The Ties That Bind dompelt ons onder in Jim Shaw’s allegorische wereld, waar traditie en vernieuwing, populaire cultuur en politiek, maatschappijkritiek en humor onlosmakelijk met elkaar verbonden zijn. Als scherp observator van de wereld om hem heen toont Jim Shaw zijn pogingen om de werkelijkheid weer te geven zoals hij die voor zijn ogen ziet ontvouwen: een kluwen van waarden en overtuigingen dat ons bindt, ten goede of ten kwade.
Het platform
Wie meer wil weten over Jim Shaw, zijn werk en de expo The Ties That Bind kan terecht op jimshaw.ensembles.org.
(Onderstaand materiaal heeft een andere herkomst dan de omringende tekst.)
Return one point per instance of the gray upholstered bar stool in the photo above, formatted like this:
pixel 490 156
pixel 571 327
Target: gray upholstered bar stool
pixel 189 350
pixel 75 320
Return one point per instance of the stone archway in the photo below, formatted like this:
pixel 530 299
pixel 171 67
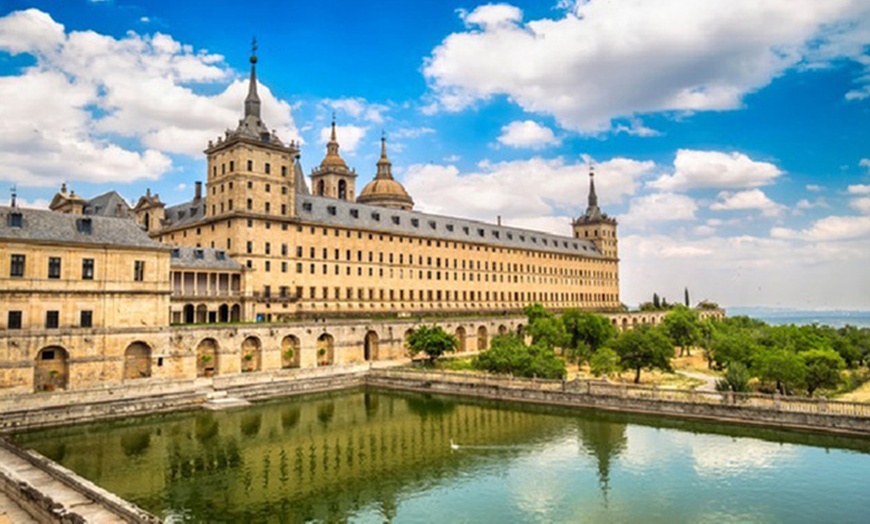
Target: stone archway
pixel 207 358
pixel 201 314
pixel 137 361
pixel 290 352
pixel 460 339
pixel 370 346
pixel 252 350
pixel 189 314
pixel 51 369
pixel 325 350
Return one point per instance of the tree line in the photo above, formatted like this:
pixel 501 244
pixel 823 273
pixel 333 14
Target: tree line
pixel 749 353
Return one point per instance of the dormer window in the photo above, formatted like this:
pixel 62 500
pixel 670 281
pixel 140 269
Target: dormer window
pixel 84 226
pixel 15 219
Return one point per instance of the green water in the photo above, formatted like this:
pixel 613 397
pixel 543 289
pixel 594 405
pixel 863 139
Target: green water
pixel 375 456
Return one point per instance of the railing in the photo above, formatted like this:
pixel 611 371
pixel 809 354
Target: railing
pixel 600 388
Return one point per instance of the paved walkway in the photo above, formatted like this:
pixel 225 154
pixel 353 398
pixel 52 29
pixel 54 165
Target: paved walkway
pixel 11 513
pixel 20 470
pixel 709 382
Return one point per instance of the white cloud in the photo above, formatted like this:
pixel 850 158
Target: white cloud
pixel 64 115
pixel 861 205
pixel 527 134
pixel 359 108
pixel 829 229
pixel 522 191
pixel 492 16
pixel 659 207
pixel 746 270
pixel 586 66
pixel 348 137
pixel 747 200
pixel 713 169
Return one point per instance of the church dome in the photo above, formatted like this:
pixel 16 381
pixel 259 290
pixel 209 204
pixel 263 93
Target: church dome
pixel 384 190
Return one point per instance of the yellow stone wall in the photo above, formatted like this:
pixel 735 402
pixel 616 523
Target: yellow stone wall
pixel 117 301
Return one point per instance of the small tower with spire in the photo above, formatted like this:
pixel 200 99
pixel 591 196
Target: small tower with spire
pixel 333 179
pixel 250 170
pixel 596 226
pixel 384 190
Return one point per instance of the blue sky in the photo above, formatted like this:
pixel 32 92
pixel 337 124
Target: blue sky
pixel 730 138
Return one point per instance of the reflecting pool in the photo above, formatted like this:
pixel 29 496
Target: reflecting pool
pixel 376 456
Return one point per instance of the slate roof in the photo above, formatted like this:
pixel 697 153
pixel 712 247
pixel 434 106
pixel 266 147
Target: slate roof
pixel 202 258
pixel 333 212
pixel 107 205
pixel 185 213
pixel 42 225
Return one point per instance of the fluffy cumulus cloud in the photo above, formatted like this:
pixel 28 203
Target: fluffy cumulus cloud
pixel 601 62
pixel 539 192
pixel 651 209
pixel 99 109
pixel 715 170
pixel 527 134
pixel 752 199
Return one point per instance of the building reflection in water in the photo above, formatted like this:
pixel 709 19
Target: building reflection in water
pixel 324 457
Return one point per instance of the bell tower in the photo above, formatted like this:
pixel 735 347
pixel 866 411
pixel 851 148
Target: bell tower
pixel 333 178
pixel 596 226
pixel 250 171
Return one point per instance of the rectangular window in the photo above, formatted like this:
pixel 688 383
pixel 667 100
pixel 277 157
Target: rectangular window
pixel 14 320
pixel 16 266
pixel 139 271
pixel 53 267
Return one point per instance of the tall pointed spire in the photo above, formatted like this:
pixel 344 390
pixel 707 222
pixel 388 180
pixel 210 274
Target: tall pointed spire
pixel 592 210
pixel 384 164
pixel 252 102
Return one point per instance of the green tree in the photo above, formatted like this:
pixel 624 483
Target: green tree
pixel 644 347
pixel 736 379
pixel 433 341
pixel 682 326
pixel 508 354
pixel 587 328
pixel 604 362
pixel 781 366
pixel 823 368
pixel 548 331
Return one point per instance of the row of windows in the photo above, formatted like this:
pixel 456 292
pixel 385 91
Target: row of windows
pixel 14 319
pixel 467 230
pixel 267 168
pixel 18 266
pixel 350 293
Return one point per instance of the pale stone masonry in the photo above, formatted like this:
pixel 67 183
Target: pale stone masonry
pixel 242 276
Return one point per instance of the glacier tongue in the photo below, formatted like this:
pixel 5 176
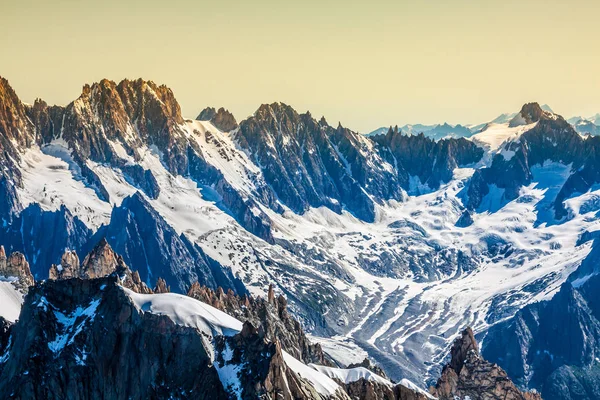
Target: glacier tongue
pixel 398 288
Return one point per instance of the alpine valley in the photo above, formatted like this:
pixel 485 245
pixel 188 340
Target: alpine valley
pixel 146 255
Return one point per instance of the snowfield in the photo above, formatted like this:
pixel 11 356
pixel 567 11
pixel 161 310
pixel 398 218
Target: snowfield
pixel 399 289
pixel 10 301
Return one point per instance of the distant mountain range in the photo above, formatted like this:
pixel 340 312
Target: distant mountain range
pixel 385 246
pixel 585 126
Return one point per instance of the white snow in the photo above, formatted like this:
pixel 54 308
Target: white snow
pixel 496 134
pixel 51 181
pixel 351 375
pixel 70 325
pixel 190 312
pixel 186 311
pixel 321 382
pixel 229 373
pixel 10 301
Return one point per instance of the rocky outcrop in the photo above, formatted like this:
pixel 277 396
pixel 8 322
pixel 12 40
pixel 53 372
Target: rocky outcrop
pixel 84 339
pixel 311 164
pixel 28 234
pixel 149 245
pixel 366 363
pixel 269 315
pixel 16 268
pixel 364 389
pixel 552 139
pixel 432 162
pixel 221 119
pixel 553 346
pixel 102 261
pixel 161 286
pixel 468 375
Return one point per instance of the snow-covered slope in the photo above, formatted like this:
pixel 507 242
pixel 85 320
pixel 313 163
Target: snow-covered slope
pixel 186 311
pixel 494 135
pixel 10 301
pixel 399 288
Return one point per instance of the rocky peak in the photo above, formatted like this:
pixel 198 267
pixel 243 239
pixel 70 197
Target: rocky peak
pixel 468 375
pixel 530 113
pixel 102 261
pixel 269 315
pixel 161 285
pixel 366 363
pixel 14 123
pixel 16 266
pixel 221 119
pixel 68 267
pixel 462 348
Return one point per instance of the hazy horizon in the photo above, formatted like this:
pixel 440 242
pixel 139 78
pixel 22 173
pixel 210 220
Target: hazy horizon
pixel 365 65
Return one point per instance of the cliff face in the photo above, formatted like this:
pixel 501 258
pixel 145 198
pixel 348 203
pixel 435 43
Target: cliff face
pixel 553 346
pixel 469 376
pixel 88 339
pixel 84 339
pixel 269 315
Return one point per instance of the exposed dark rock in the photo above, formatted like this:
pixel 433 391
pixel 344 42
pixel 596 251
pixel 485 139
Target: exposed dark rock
pixel 553 346
pixel 28 234
pixel 15 266
pixel 468 375
pixel 152 247
pixel 222 119
pixel 110 350
pixel 269 315
pixel 366 363
pixel 310 163
pixel 161 286
pixel 433 162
Biografie van de kunstenaar
Jim Shaw werd in 1952 geboren in Midland, in de staat Michigan, in het noordoosten van de Verenigde Staten. Hij woont en werkt in Los Angeles en Milford. Van 1971 tot 1974 studeerde Jim Shaw Beeldende Kunst aan de Universiteit van Michigan in Ann Arbor. Daar ontmoette hij Mike Kelley, met wie hij bevriend raakte en regelmatig samenwerkte. In 1974 richtte hij samen met collega-kunstenaars en filmmakers Mike Kelley, Cary Loren en Niagra de proto-punkgroep Destroy All Monsters op.
In 1978 behaalde hij een Master of Fine Arts aan CalArts (het California Institute of the Arts) en maakte hij deel uit van de opkomende scène in Californië naast kunstenaars als Georganne Deen, Mike Kelley, John Miller, Tony Oursler, Raymond Petitbon, Mitchell Syrop, Megan Williams en Robert Williams. Jim Shaw werkte lange tijd in de filmindustrie als tekenaar en kunstenaar gespecialiseerd in speciale effecten om zijn artistieke productie te financieren, tot hij zich halverwege de jaren tachtig volledig op zijn kunst toelegde. Hij werkte voornamelijk aan horror-, sciencefiction- en fantasyfilms zoals Tree of Life (2011), The Abyss (1989), A Nightmare on Elm Street 4: The Dream Master (1988), Hidden (1987), Objectif Terrienne (1988), The Forbidden Zone (1980), Tron (1982) en talloze reclamespots.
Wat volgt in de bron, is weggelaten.